Robert looked to the stool next to him. The little man was gone.

“He saw that guy make one shot and ran out of here like his ass was on fire,” Mavis said.

Robert picked up the margarita and downed its frozen contents in one gulp, giving himself an instant headache.

-=*=-

Outside on the street Travis and Catch headed toward the service station.

“Well, maybe you should learn to shoot pool if you’re going to get money this way.”

“Maybe you could pay attention when I call a shot.”

“I didn’t hear you. I don’t understand why we just don’t steal our money.”

“I don’t like to steal.”

“You stole from the pimp in L.A.”

“That was okay.”

“What’s the difference?”

“Stealing is immoral.”

“And cheating at pool isn’t?”

“I didn’t cheat. I just had an unfair advantage. He had a custom-made pool cue. I had you to push the balls in.”

“I don’t understand morality.”

“That’s not surprising.”

“I don’t think you understand it either.”

“We have to pick up the car.”

“Where are we going?”

“To see an old friend.”

“You say that everywhere we go.”

“This is the last one.”

“Sure.”

“Be quiet. People are looking.”

“You’re trying to be tricky. What’s morality?”

“It’s the difference between what is right and what you can rationalize.”

“Must be a human thing.”

“Exactly.”

10

AUGUSTUS BRINE

Augustus Brine sat in one of his high-backed leather chairs massaging his temples, trying to formulate a plan of action. Rather than answers, the question, Why me? repeated in his mind like a perplexing mantra. Despite his size, strength, and a lifetime of learning, Augustus Brine felt small, weak, and stupid. Why me?

A few minutes before, Gian Hen Gian had rushed into the house babbling in Arabic like a madman. When Brine finally calmed him down, the genie had told him he had found the demon.

“You must find the dark one. He must have the Seal of Solomon. You must find him!”

Now the genie was sitting in the chair across from Brine, munching potato chips and watching a videotape of a Marx Brothers movie.

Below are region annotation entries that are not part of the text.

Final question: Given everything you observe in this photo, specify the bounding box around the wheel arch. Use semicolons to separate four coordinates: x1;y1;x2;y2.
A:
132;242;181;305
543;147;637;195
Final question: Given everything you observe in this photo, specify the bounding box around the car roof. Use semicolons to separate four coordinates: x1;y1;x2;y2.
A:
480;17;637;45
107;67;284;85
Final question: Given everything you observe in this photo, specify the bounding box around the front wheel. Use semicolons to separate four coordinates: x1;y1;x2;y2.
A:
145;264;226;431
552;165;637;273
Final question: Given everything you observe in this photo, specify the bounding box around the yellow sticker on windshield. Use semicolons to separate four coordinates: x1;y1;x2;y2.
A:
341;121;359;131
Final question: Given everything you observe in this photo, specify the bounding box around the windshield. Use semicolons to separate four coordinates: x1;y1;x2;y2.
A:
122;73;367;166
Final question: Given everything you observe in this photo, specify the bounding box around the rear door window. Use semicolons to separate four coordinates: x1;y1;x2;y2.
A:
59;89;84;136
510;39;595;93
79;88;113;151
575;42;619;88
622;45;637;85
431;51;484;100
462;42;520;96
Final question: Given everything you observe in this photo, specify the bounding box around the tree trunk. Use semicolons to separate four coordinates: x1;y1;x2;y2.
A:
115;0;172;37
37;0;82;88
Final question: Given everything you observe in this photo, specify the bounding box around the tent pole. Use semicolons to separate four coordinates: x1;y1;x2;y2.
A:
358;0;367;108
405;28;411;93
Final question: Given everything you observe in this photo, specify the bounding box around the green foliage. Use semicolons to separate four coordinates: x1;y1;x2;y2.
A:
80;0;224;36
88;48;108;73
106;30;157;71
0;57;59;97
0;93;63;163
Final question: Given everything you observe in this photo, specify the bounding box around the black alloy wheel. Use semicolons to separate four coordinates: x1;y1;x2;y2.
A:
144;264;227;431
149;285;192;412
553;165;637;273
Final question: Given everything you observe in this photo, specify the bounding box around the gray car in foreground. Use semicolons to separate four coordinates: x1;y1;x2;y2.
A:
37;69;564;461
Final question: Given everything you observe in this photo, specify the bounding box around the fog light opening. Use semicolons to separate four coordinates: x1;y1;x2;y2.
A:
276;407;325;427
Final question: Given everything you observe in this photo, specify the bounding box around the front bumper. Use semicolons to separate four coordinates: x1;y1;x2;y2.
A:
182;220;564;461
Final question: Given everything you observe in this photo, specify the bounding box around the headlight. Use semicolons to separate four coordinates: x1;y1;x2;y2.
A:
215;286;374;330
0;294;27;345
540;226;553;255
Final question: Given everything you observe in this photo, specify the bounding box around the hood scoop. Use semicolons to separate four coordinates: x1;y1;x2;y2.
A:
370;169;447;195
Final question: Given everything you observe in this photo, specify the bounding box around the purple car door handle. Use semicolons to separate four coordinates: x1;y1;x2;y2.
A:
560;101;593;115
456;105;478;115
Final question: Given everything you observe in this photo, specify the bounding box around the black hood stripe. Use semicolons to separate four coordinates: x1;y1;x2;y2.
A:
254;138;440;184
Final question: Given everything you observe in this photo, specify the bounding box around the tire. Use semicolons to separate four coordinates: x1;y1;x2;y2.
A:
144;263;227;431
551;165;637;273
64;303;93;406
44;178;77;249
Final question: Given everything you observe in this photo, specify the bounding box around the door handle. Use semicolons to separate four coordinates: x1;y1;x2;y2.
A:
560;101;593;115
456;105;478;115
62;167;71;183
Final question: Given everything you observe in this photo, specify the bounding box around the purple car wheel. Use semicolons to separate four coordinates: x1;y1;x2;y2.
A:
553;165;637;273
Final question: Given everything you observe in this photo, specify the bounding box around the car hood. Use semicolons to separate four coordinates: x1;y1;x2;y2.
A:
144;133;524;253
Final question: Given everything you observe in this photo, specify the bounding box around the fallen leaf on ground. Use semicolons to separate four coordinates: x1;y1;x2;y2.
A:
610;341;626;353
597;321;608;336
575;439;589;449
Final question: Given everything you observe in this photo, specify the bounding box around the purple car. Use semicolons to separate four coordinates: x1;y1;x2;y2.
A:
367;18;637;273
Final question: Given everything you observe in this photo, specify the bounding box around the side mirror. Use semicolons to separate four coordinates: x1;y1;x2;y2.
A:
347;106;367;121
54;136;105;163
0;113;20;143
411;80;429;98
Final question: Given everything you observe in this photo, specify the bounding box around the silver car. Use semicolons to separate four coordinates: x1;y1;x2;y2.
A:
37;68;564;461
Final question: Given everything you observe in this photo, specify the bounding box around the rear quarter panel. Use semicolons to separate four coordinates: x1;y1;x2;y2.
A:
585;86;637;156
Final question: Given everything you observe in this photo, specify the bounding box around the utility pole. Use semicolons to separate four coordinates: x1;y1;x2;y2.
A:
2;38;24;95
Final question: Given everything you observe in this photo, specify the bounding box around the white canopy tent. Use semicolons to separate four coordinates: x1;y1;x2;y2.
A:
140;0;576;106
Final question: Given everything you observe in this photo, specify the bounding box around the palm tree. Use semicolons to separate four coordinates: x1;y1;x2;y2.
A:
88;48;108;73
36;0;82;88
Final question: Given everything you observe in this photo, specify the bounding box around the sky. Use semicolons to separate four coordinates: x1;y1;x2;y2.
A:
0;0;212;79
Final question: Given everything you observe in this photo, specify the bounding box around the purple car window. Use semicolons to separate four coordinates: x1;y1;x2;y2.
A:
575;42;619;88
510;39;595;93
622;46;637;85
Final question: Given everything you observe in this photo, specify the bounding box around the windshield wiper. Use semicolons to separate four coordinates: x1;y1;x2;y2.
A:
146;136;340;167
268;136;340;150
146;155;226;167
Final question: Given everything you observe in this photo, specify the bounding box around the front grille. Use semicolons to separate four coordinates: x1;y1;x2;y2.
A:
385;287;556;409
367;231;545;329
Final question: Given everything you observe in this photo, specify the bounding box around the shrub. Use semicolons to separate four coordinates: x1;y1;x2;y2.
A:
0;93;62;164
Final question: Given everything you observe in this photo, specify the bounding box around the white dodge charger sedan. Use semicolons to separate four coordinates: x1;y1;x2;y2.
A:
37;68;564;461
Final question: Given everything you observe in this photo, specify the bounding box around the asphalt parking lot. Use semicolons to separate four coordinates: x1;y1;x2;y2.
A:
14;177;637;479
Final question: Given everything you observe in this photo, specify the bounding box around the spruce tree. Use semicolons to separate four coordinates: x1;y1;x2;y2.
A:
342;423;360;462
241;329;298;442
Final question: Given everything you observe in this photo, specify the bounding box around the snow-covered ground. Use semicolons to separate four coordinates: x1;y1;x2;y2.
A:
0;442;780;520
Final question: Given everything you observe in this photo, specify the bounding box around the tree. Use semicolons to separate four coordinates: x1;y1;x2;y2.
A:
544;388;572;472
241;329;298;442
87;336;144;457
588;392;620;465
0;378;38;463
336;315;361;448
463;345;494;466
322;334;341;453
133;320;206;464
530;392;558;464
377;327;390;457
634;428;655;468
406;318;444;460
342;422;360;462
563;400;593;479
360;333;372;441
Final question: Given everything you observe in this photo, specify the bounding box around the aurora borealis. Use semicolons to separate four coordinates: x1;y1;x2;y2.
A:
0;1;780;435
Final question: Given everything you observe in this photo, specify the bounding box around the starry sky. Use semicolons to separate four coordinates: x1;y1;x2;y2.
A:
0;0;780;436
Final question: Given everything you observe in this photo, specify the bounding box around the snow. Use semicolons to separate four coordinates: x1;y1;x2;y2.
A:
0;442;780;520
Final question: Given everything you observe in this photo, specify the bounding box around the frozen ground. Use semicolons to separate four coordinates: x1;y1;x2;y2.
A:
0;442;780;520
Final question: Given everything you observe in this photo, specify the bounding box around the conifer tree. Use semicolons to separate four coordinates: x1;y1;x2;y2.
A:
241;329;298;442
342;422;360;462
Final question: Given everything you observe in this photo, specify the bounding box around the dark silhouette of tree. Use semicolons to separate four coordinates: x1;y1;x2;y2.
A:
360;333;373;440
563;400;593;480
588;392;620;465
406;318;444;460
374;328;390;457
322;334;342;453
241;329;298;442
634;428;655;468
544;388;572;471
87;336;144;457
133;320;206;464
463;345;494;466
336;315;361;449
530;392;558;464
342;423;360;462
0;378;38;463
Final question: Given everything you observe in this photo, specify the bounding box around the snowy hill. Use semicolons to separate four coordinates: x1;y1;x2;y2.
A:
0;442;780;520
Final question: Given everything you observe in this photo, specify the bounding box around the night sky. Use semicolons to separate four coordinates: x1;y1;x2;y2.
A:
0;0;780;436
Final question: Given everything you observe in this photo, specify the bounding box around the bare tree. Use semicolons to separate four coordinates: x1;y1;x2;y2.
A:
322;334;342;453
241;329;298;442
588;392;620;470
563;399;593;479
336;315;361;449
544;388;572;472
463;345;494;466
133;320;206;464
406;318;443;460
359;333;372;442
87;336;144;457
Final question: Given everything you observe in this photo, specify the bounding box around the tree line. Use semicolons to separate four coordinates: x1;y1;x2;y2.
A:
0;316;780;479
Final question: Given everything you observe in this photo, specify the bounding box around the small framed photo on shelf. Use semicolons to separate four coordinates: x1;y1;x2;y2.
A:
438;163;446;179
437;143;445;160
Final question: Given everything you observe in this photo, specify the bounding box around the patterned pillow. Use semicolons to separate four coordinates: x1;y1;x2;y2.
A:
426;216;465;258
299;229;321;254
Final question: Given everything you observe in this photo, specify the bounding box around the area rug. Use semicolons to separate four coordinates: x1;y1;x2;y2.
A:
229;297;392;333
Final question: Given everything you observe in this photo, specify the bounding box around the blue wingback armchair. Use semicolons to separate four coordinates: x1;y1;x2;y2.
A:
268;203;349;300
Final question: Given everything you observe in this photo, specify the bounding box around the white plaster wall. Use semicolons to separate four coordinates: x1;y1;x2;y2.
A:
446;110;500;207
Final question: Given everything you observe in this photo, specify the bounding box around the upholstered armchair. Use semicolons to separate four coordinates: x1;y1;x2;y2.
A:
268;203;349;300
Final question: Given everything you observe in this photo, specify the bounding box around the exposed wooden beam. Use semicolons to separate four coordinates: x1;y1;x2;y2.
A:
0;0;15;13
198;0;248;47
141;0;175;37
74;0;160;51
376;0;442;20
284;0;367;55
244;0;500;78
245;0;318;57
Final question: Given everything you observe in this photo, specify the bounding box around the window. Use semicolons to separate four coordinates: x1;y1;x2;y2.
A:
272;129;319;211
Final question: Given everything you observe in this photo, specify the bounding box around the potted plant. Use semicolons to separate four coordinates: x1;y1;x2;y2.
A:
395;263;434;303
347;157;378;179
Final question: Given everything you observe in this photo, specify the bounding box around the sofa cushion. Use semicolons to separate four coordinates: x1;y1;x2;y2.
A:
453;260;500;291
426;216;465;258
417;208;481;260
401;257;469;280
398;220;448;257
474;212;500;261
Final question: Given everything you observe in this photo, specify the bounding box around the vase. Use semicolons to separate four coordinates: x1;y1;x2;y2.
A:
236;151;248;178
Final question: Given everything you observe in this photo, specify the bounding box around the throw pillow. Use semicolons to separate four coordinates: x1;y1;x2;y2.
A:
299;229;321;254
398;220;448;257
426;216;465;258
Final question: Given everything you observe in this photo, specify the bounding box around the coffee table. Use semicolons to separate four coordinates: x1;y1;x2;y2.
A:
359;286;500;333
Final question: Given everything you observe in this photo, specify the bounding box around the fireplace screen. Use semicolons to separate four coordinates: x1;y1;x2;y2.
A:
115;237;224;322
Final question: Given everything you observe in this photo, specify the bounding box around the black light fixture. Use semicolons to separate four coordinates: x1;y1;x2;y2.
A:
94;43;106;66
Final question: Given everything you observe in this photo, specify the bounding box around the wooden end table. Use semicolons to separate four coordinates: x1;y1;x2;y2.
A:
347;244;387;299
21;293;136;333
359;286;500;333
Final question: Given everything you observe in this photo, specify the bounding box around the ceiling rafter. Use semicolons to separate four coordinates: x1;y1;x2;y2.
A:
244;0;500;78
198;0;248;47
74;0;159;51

The genie insisted that Brine take some sort of action, but he had no suggestions on how to proceed. Brine examined the options and found them wanting. He could call the police, tell them that a genie had told him that an invisible man-eating demon had invaded Pine Cove, and spend the rest of his life under sedation: not good. Or, he could find the dark one, insist that he send the demon back to hell, and be eaten by the demon: not good. Or he could find the dark one, sneak around hoping that he wasn’t noticed by an invisible demon that could be anywhere, steal the seal, and send the demon back to hell himself, but probably get eaten in the process: also, not good. Of course he could deny that he believed the story, deny that he had seen Gian Hen Gian drink enough saltwater to kill a battalion, deny the existence of the supernatural altogether, open an impudent little bottle of merlot, and sit by his fireplace drinking wine while a demon from hell ate his neighbors. But he did believe it, and that option, too, was not good. For now he decided to rub his temples and think, Why me?